The head of a news agency and his deputy have been missing for a week in Makhachkala, the capital of Dagestan, a republic in the Russian Caucasus. Khuda-Media director Abubark Rizvanov and his deputy, Timur Kurbanmagomedov, went missing after leaving their office at 4 p.m. on August 20 to buy a printer cartridge. After they failed to return, their colleagues tried to call them on their mobile phones without success.

The authorities have denied any involvement in their disappearance but according to Dosh (a magazine that won the Reporters sans Frontières-FNAC press freedom prize in the media category last year), they are being held inside the interior ministry on terrorism and extremism charges, and Rizvanov is suspected of having contacts with Islamic rebels.
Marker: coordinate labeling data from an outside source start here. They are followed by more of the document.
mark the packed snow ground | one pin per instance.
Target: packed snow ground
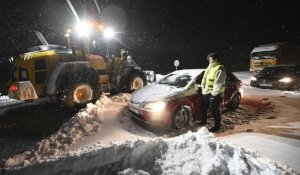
(191, 153)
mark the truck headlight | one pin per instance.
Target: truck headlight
(156, 106)
(285, 80)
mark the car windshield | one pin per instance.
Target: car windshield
(178, 80)
(278, 70)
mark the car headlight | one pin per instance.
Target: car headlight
(253, 79)
(156, 106)
(286, 80)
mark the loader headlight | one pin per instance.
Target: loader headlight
(253, 79)
(109, 33)
(83, 28)
(286, 80)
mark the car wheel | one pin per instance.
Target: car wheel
(234, 101)
(181, 117)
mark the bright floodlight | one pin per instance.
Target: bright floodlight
(109, 33)
(83, 29)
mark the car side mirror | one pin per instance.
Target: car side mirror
(199, 89)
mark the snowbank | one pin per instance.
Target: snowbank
(86, 122)
(191, 153)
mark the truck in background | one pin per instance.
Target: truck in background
(274, 53)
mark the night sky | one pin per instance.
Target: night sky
(156, 32)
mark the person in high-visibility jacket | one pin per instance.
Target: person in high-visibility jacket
(213, 87)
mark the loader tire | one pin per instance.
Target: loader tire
(77, 93)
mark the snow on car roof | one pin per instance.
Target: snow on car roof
(265, 48)
(192, 72)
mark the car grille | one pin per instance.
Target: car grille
(136, 116)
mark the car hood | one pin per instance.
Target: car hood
(156, 92)
(273, 76)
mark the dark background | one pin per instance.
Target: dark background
(156, 32)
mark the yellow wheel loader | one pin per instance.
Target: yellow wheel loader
(69, 77)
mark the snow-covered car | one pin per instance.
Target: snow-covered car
(174, 101)
(285, 77)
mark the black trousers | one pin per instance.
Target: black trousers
(214, 103)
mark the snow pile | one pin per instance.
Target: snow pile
(84, 123)
(200, 153)
(191, 153)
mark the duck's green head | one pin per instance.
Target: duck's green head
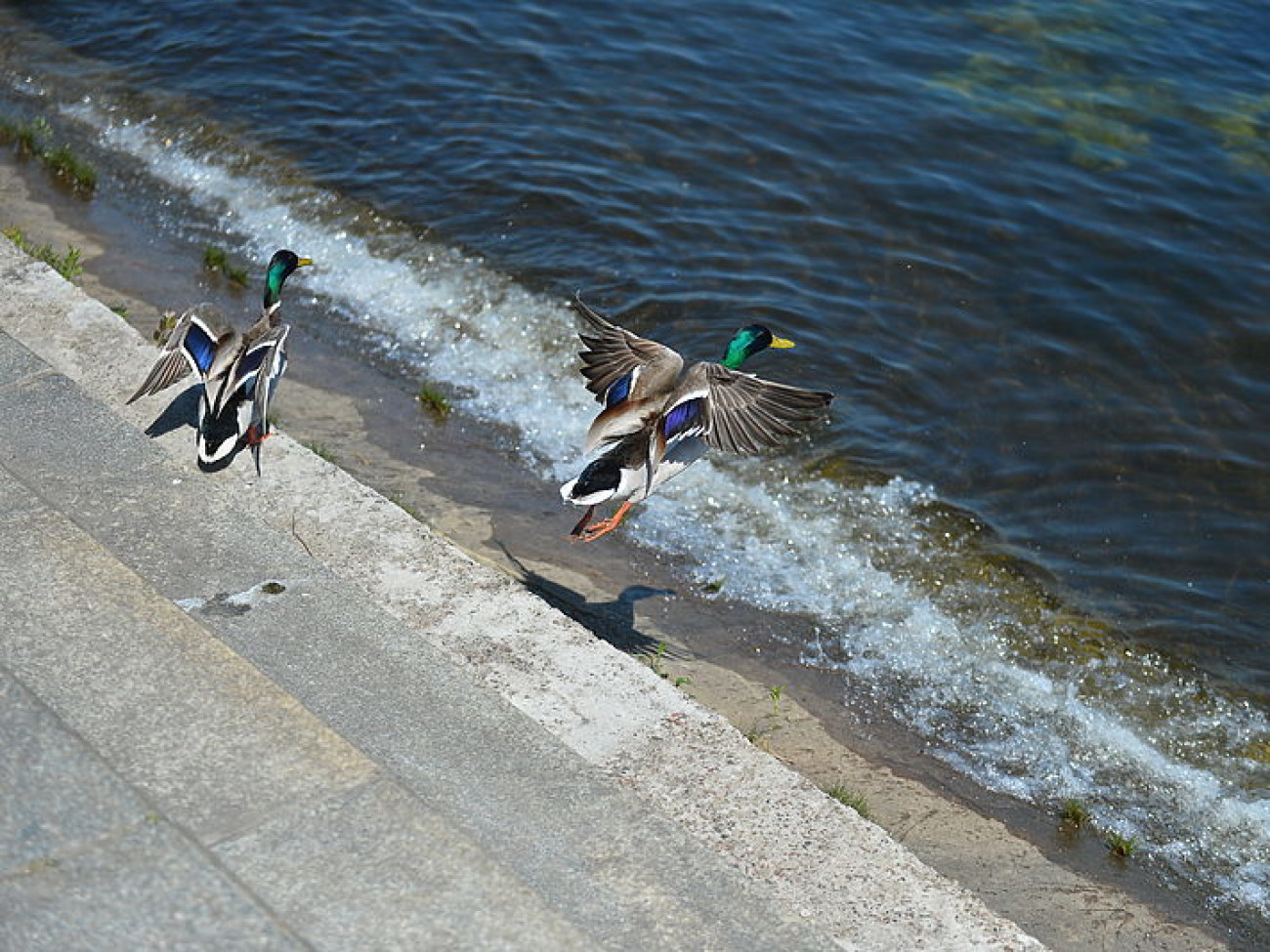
(748, 342)
(280, 267)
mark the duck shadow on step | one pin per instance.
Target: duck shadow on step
(610, 621)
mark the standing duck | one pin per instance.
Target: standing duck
(239, 372)
(658, 419)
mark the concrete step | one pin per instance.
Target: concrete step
(252, 753)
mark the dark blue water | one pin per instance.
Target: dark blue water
(1025, 244)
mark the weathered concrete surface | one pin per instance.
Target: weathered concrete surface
(305, 748)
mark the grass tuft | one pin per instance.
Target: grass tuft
(433, 402)
(216, 259)
(1121, 846)
(34, 139)
(66, 265)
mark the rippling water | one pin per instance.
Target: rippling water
(1027, 244)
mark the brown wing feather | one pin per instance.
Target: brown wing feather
(747, 413)
(613, 352)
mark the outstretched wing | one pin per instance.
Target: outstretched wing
(190, 347)
(630, 375)
(747, 413)
(618, 364)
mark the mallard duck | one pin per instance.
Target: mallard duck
(658, 419)
(239, 372)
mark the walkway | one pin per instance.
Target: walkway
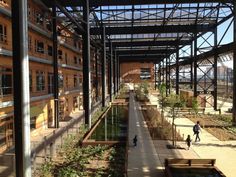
(210, 147)
(143, 160)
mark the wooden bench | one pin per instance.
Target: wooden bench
(190, 162)
(202, 110)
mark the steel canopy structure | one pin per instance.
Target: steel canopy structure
(167, 33)
(171, 34)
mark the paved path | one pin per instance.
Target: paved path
(210, 147)
(143, 160)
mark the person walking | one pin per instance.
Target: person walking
(135, 140)
(196, 130)
(188, 141)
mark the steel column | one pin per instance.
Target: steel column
(55, 68)
(21, 88)
(155, 76)
(215, 68)
(119, 76)
(111, 72)
(96, 72)
(234, 69)
(118, 73)
(115, 73)
(191, 66)
(167, 81)
(195, 67)
(104, 68)
(177, 70)
(86, 65)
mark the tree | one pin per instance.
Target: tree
(162, 90)
(174, 102)
(195, 107)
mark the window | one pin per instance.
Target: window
(49, 50)
(5, 81)
(31, 82)
(39, 18)
(6, 132)
(39, 46)
(60, 80)
(75, 60)
(60, 54)
(75, 81)
(75, 43)
(75, 103)
(80, 81)
(67, 104)
(66, 58)
(33, 122)
(40, 80)
(67, 83)
(50, 83)
(3, 33)
(48, 24)
(30, 43)
(80, 60)
(145, 73)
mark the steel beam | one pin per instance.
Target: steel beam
(220, 50)
(21, 88)
(97, 3)
(234, 68)
(104, 67)
(149, 43)
(153, 29)
(86, 65)
(55, 68)
(144, 51)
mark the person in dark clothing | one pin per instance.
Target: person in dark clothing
(135, 140)
(197, 129)
(188, 141)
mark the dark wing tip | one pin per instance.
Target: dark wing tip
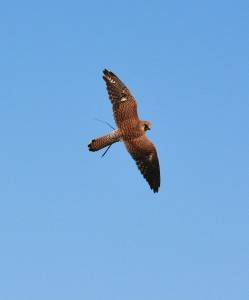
(90, 145)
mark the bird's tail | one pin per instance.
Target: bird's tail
(104, 141)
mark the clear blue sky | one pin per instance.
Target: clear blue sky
(76, 226)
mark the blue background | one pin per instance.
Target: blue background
(76, 226)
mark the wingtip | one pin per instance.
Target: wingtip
(106, 72)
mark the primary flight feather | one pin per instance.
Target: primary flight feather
(131, 130)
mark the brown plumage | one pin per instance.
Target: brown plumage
(131, 130)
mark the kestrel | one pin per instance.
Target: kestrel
(131, 130)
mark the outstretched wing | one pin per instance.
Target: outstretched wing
(124, 105)
(145, 155)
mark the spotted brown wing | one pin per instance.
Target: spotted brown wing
(145, 155)
(123, 103)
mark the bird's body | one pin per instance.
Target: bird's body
(131, 130)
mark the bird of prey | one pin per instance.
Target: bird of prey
(131, 130)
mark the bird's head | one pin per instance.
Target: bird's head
(146, 125)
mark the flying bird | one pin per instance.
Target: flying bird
(130, 130)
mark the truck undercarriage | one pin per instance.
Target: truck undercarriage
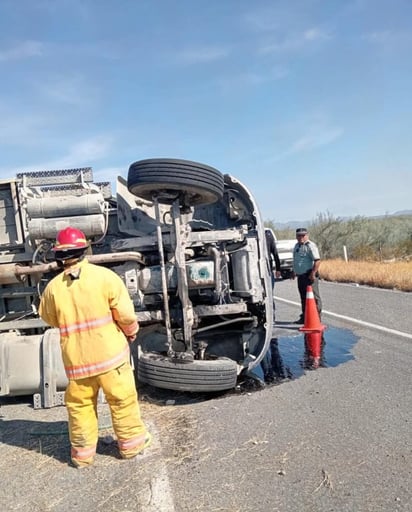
(189, 244)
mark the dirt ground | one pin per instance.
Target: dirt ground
(34, 458)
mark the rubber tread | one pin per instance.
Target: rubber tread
(198, 376)
(201, 184)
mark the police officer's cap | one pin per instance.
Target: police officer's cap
(301, 231)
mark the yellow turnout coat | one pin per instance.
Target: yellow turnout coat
(94, 314)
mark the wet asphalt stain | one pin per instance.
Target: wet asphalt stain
(290, 357)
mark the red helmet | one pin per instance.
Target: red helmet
(70, 238)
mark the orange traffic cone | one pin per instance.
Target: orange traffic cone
(312, 320)
(313, 342)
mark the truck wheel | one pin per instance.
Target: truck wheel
(164, 177)
(197, 376)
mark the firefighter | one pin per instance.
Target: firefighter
(94, 313)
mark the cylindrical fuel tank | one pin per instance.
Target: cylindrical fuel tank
(91, 225)
(28, 364)
(49, 207)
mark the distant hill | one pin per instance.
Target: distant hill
(293, 224)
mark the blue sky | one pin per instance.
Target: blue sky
(308, 103)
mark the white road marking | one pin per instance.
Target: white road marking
(161, 499)
(354, 320)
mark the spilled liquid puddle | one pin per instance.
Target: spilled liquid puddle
(290, 357)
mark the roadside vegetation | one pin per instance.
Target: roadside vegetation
(370, 251)
(394, 275)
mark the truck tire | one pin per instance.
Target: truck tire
(199, 183)
(197, 376)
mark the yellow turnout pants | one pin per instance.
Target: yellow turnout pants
(81, 402)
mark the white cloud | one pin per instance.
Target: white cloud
(22, 50)
(296, 41)
(72, 90)
(252, 79)
(315, 138)
(202, 54)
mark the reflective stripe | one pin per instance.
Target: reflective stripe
(130, 329)
(81, 453)
(86, 370)
(128, 444)
(65, 330)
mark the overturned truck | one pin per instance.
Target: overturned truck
(189, 244)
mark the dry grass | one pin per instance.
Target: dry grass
(392, 275)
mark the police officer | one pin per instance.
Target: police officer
(306, 262)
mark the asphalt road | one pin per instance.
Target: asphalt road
(334, 439)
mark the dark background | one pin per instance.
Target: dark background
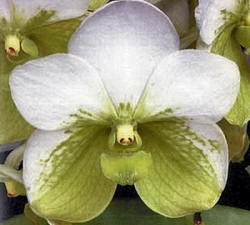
(236, 193)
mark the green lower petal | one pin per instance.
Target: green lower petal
(126, 169)
(183, 179)
(227, 46)
(74, 188)
(237, 140)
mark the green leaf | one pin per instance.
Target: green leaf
(237, 140)
(227, 46)
(133, 211)
(12, 126)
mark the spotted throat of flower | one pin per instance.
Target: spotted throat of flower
(125, 163)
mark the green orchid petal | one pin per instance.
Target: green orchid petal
(237, 139)
(227, 46)
(63, 9)
(126, 169)
(95, 4)
(29, 47)
(15, 157)
(14, 187)
(190, 164)
(242, 35)
(210, 17)
(62, 174)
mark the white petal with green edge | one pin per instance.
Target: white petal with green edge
(15, 157)
(123, 43)
(62, 174)
(190, 83)
(4, 10)
(50, 91)
(209, 17)
(190, 166)
(64, 9)
(174, 9)
(7, 172)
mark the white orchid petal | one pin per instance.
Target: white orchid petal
(209, 17)
(124, 41)
(64, 9)
(15, 157)
(4, 10)
(9, 147)
(47, 91)
(174, 9)
(7, 172)
(191, 83)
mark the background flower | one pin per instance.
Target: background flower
(30, 29)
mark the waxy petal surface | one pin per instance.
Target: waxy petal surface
(51, 92)
(5, 10)
(63, 177)
(124, 41)
(190, 83)
(190, 166)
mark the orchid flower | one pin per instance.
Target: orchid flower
(30, 29)
(10, 174)
(125, 107)
(225, 28)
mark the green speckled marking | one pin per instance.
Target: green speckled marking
(183, 180)
(215, 146)
(71, 186)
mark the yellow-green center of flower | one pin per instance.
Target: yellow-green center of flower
(12, 45)
(125, 134)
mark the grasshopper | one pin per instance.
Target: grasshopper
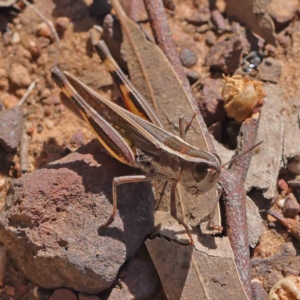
(136, 137)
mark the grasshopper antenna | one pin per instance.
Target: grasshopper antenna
(233, 159)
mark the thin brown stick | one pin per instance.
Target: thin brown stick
(232, 181)
(164, 40)
(235, 201)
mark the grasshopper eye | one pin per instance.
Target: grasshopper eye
(200, 171)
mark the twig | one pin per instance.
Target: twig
(52, 28)
(232, 180)
(24, 145)
(25, 96)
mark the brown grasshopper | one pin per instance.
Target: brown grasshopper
(137, 139)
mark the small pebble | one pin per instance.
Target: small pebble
(61, 24)
(218, 19)
(63, 294)
(47, 110)
(41, 294)
(192, 76)
(188, 57)
(21, 290)
(9, 100)
(77, 139)
(10, 291)
(211, 38)
(34, 49)
(40, 128)
(203, 28)
(49, 124)
(44, 30)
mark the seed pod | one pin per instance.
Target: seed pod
(287, 288)
(242, 96)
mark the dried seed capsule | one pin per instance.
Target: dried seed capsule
(287, 288)
(242, 96)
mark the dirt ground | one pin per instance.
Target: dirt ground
(28, 51)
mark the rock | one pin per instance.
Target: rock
(225, 55)
(51, 222)
(139, 279)
(16, 38)
(61, 24)
(218, 19)
(44, 30)
(21, 290)
(254, 15)
(283, 11)
(41, 294)
(83, 296)
(19, 75)
(199, 18)
(188, 57)
(192, 76)
(11, 124)
(210, 101)
(63, 294)
(9, 100)
(210, 38)
(77, 139)
(291, 206)
(270, 69)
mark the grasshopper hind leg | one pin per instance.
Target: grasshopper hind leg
(118, 181)
(174, 212)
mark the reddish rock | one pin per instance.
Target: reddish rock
(11, 124)
(51, 221)
(63, 294)
(19, 75)
(291, 206)
(283, 11)
(225, 55)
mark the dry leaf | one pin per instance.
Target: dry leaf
(205, 271)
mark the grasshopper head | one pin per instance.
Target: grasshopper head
(198, 175)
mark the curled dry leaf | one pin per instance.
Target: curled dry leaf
(286, 289)
(242, 96)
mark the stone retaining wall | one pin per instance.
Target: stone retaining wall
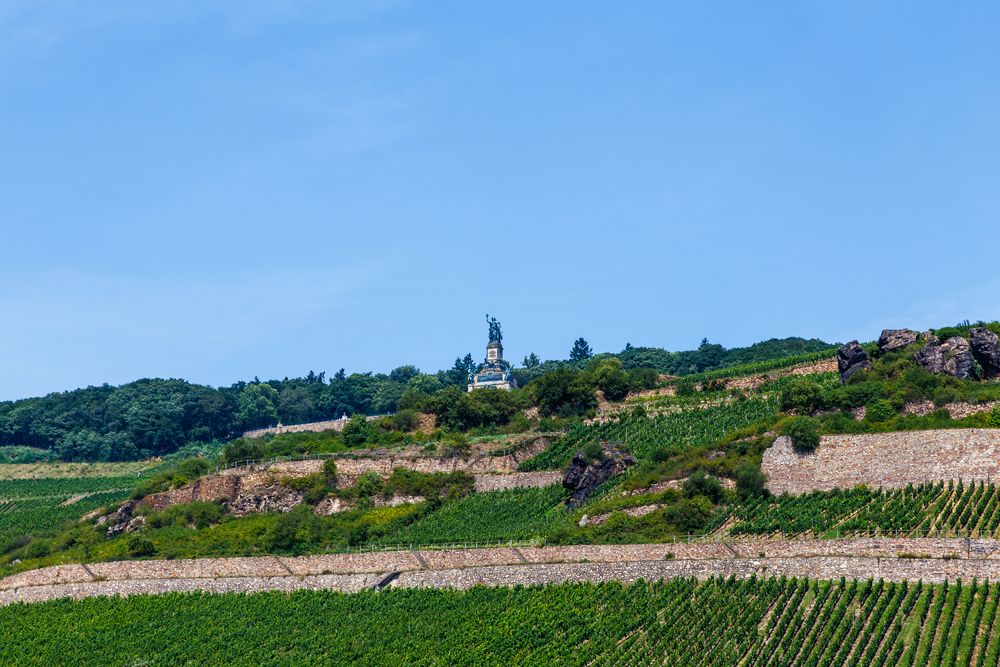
(492, 473)
(928, 559)
(819, 567)
(517, 480)
(888, 460)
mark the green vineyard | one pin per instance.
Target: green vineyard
(672, 432)
(30, 506)
(929, 509)
(758, 622)
(514, 514)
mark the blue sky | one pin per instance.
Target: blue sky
(218, 190)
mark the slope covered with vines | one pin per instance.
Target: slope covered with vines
(727, 622)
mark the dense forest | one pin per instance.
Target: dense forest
(153, 417)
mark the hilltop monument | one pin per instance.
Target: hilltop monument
(494, 372)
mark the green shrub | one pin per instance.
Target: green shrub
(801, 395)
(37, 548)
(700, 484)
(751, 482)
(804, 433)
(685, 387)
(139, 547)
(369, 484)
(879, 410)
(294, 531)
(661, 455)
(593, 451)
(357, 431)
(690, 515)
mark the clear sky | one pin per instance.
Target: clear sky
(216, 190)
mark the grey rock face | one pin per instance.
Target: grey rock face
(893, 339)
(583, 476)
(122, 520)
(954, 357)
(986, 350)
(274, 498)
(851, 358)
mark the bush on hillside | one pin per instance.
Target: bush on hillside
(804, 433)
(357, 431)
(879, 411)
(802, 395)
(139, 547)
(751, 482)
(700, 484)
(689, 515)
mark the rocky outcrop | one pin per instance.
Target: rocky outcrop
(583, 475)
(986, 350)
(851, 358)
(894, 339)
(273, 498)
(954, 356)
(122, 520)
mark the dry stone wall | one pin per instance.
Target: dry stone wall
(894, 559)
(887, 460)
(492, 473)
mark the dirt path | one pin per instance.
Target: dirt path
(930, 560)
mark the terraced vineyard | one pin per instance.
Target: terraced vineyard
(940, 508)
(673, 432)
(680, 622)
(29, 506)
(514, 514)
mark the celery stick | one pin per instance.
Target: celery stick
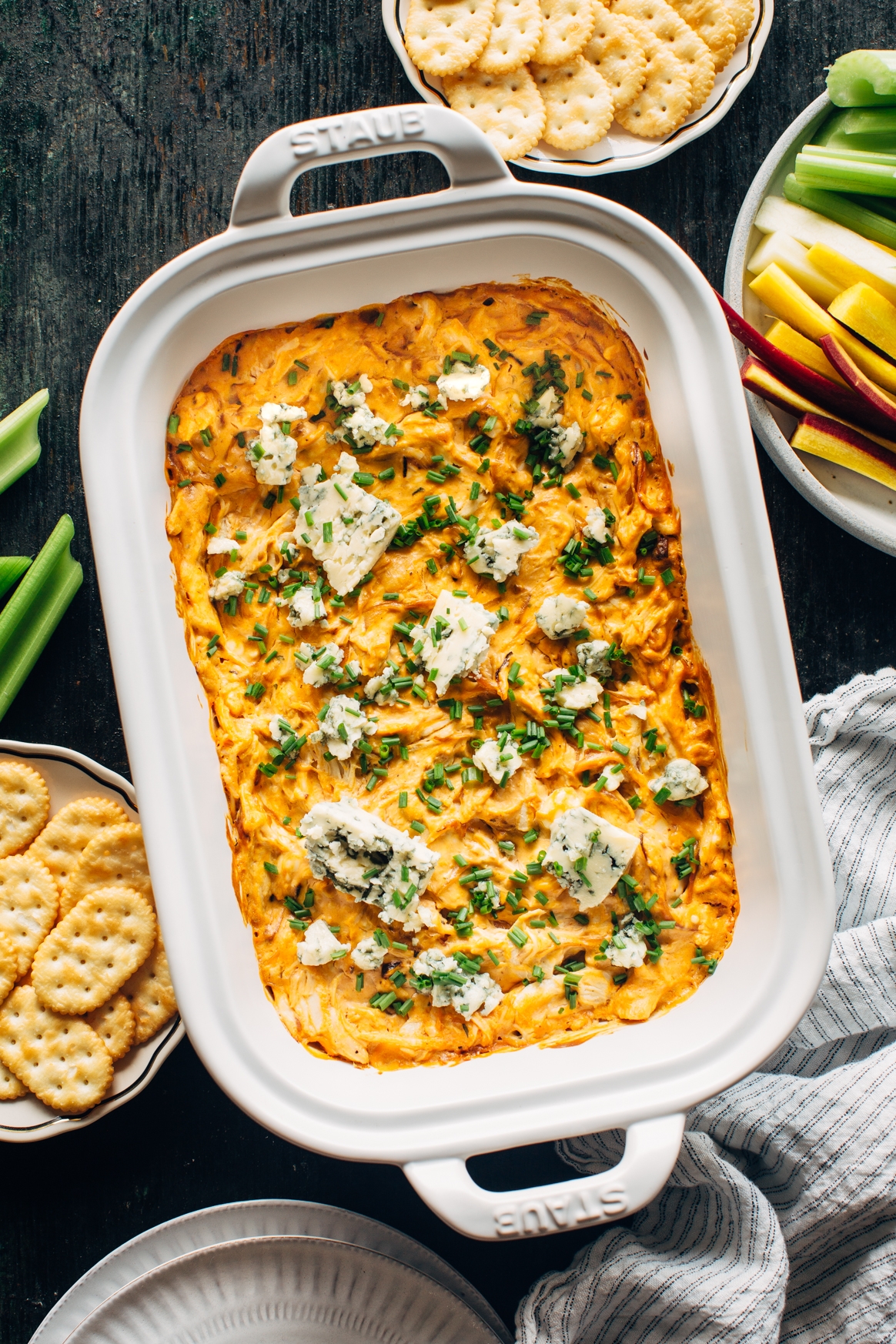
(11, 570)
(19, 443)
(878, 203)
(35, 609)
(847, 169)
(860, 128)
(863, 79)
(843, 211)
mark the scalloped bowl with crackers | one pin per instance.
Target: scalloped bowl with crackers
(577, 86)
(86, 1008)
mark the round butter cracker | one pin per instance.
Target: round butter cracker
(93, 951)
(61, 1059)
(25, 805)
(508, 108)
(577, 101)
(712, 23)
(115, 858)
(445, 37)
(618, 57)
(517, 32)
(567, 27)
(70, 831)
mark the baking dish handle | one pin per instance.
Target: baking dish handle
(650, 1152)
(265, 183)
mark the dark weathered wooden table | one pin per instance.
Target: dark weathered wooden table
(122, 133)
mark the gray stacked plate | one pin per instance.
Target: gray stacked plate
(272, 1272)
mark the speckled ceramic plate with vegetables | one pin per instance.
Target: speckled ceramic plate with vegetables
(814, 205)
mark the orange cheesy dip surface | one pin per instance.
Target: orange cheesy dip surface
(430, 574)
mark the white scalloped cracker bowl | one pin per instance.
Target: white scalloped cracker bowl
(618, 151)
(73, 776)
(863, 508)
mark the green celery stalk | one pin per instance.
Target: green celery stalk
(860, 128)
(35, 609)
(863, 79)
(847, 169)
(19, 443)
(865, 222)
(11, 570)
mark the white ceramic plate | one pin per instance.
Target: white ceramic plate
(620, 151)
(279, 1291)
(864, 508)
(239, 1222)
(73, 776)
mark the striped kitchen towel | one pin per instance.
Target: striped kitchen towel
(780, 1218)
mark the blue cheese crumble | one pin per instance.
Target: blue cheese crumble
(501, 760)
(367, 955)
(593, 659)
(369, 861)
(463, 382)
(306, 608)
(574, 688)
(229, 585)
(342, 727)
(681, 778)
(499, 553)
(627, 948)
(273, 453)
(452, 987)
(323, 664)
(346, 529)
(320, 945)
(597, 527)
(589, 855)
(560, 616)
(454, 640)
(564, 441)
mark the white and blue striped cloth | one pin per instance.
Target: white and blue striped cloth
(780, 1218)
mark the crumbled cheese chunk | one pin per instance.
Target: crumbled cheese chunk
(222, 546)
(597, 527)
(342, 727)
(613, 777)
(367, 859)
(369, 955)
(304, 609)
(681, 778)
(560, 616)
(473, 994)
(463, 383)
(550, 406)
(229, 585)
(571, 691)
(320, 945)
(360, 526)
(564, 441)
(273, 453)
(627, 948)
(416, 396)
(328, 655)
(499, 761)
(380, 688)
(589, 855)
(593, 657)
(499, 553)
(456, 639)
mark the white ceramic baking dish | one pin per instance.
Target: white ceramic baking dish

Dosh also reported that the police had promised their families that Rizvanov would be able to see his lawyer and Kurbanmagomedov would be released, but neither promise has so far been kept. The staff of Dosh told Paris-based press freedom group Reporters sans Frontières (RSF) that if the families and lawyers of the two journalists have not been able to see them it might probably be because they have been mistreated and tortured, a common practice in a region where freedom of expression is not respected.

If the authorities are not holding Rizvanov and Kurbanmagomedov, RSF caclled on them to publicly attest to this and to initiate a thorough search for them. The press freedom organisation hoped that the two journalists will soon be reunited with their families, to whom it offers its moral support at this difficult time.

Launched in 2009, Khuda-Media provides local news and information and disseminates audio and video recordings of lectures by Dagestani Muslim theologians. It also distributes Russian translations of the lectures of Muslim preachers in Egypt, Syria, Britain, Australia and the United States. Muslims in both Dagestan and neighbouring regions use its services.